The comedian, who never wanted to stop working, has died at 81.
Joan Rivers at the premiere of Joan Rivers: A Piece of Work at the Sundance Film Festival in 2010.
Lucas Jackson / Reuters
Thanks to Joan Rivers, I knew that Elizabeth Taylor had gained a lot of weight before I really knew who Elizabeth Taylor was.
Taylor was Rivers' favorite target at the peak of the comedian's career, as Johnny Carson's designated Tonight Show guest host during the early and mid 1980s. The mostly retired Taylor — after decades of hard living, ill health, and insane diets — was Rivers' attention-getting addition to rudimentary your mama's so fat jokes.
Elizabeth Taylor's so fat, she puts mayonnaise on aspirin.
Elizabeth Taylor pierced her ears and gravy ran out.
Elizabeth Taylor has more chins than the Chinese telephone directory.
Those jokes haven't aged well, of course. Not that Rivers — who was 81 years old when she died, days after she stopped breathing during throat surgery — ever watered down her brand of insult comedy. She worked right up until the end, tearing down MTV Video Music Awards and Emmys attendees on E!'s Fashion Police last week. This was her take, for example, on Amber Rose's nearly bottomless dress at the VMAs: "Amber's outfit is almost as tacky as Amber's seat was when she got up at the end of the show." And on Taryn Manning at the Emmys: "Check the hem. The dress is just like Jackie Chan's penis. It needs two more inches."
When isolating her jokes, or even when thinking about her surgeried and injected face, it's hard to describe why Rivers was — to me, and to so many people — wonderful. But not only was she a pioneer among female comedians, she was a revolutionary figure in comedy as a whole, as well as a cultivator of strange, original talents. Who would have thought red carpet interviews would someday become an entire industry? Or that a regular QVC presence could be such a benefit to a person's career? Or that winning Donald Trump's Celebrity Apprentice could seem like such a legitimate, moving victory?
I was in my early teens when Rivers subbed for Carson on The Tonight Show, and I would watch her with my mother. I can't remember any of her interviews; they were fun, but it was the monologues we tuned in for. Besides Taylor, Rivers' favorite target was herself — her sexless marriage, her aging body: "I had a hot flash yesterday so bad it melted my IUD." Etc. As a middle-schooler in the '80s, I didn't question whether it was wrong to talk about other people's looks and your own in the worst terms imaginable. In fact, she might have been the only comedian at the time who made sense to me.

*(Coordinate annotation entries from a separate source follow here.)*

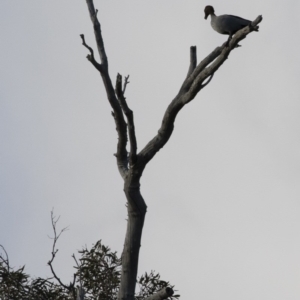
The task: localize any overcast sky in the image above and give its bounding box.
[0,0,300,300]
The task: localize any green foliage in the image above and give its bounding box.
[0,241,179,300]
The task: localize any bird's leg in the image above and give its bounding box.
[225,34,232,47]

She was, of course, Carson's opposite. But his white bread, Midwestern, sarcastic, flat-toned wit was a perfect complement to Rivers' Jewish, New York-y, self-interrupting, flagellating screech. If her catchphrase was Can we talk?, Carson was her perfect listener. She began appearing on his Tonight Show in 1965 — Feb. 17, 1965, she says adoringly in this clip from 1986. And after that first appearance, he tells her, "You finished your routine, and you were devastating. And the audience was just falling apart. And you walked over and sat down, and I said, 'You know, you're going to be a big star.'"
Joan Rivers and Boy George on the set of The Tonight Show.

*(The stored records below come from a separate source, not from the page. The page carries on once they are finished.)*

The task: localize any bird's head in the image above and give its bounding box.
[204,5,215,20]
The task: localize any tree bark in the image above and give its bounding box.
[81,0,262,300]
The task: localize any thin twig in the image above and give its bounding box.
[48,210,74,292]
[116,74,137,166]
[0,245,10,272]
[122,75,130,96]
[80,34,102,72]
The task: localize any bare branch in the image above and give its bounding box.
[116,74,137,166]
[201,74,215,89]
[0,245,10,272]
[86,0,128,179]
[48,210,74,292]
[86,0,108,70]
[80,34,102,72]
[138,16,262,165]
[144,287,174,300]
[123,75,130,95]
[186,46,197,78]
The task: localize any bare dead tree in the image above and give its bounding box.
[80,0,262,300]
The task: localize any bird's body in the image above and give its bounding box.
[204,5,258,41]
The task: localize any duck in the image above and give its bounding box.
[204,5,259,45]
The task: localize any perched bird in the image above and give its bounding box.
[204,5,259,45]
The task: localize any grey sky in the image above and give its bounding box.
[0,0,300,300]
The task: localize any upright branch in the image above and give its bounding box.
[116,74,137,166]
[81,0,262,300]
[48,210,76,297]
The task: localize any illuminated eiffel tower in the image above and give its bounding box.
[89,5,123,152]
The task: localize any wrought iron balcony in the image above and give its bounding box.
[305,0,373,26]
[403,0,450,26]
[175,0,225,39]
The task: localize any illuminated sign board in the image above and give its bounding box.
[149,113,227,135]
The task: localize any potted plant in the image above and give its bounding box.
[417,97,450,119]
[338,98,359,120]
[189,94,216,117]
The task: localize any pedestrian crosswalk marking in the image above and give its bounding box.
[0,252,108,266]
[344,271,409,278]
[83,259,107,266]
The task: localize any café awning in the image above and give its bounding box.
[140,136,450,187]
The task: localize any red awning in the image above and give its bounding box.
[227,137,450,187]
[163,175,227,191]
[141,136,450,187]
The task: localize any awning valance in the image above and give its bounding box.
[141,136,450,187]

Andre Csillag/REX USA Andre Csillag/REX USA
Carson and Rivers famously fell out when she left the job he'd given her to become his competition, with her own late-night talk show on the brand-new Fox network in the fall of 1986. He claimed he hadn't found out from her, which hurt him deeply, and he banned her from the show. (Jimmy Fallon finally unbanned Rivers from Tonight , having her on earlier this year.) Rivers' Fox show was a disaster. My mom and I watched that, too, and would have been more than willing to throw Carson over for her, but it just didn't work. Its failure led to her lowest point: the suicide of her husband Edgar Rosenberg, and a depressive period of her own. It's hard not to imagine what would've happened if she hadn't made that decision to head to Fox, and had gotten to take over The Tonight Show.
I met Rivers once, a few years ago. The production company behind her and her daughter's WE reality show Joan & Melissa: Joan Knows Best? asked me to talk to them and the show's producers for an afternoon during the show's planning stages about what I thought made the best reality television. I said nothing terribly illuminating, I'm sure, but I just wanted to meet Rivers, whom I'd admired for so long. She was lovely — and as earnest about her work as I imagined she would be, especially after having seen the 2010 documentary Joan Rivers: A Piece of Work, directed by Ricki Stern and Annie Sundberg. The movie is a beautiful portrait, though not a flattering one, and reveals that Rivers was warm, quiet, compulsively hard-working, angry, gifted, and sometimes selfish.
In other words, she was a real person.
Rivers is survived by her daughter, Melissa, her grandson, Cooper, friends, and colleagues. And her fans, who can't believe we'll never see her again.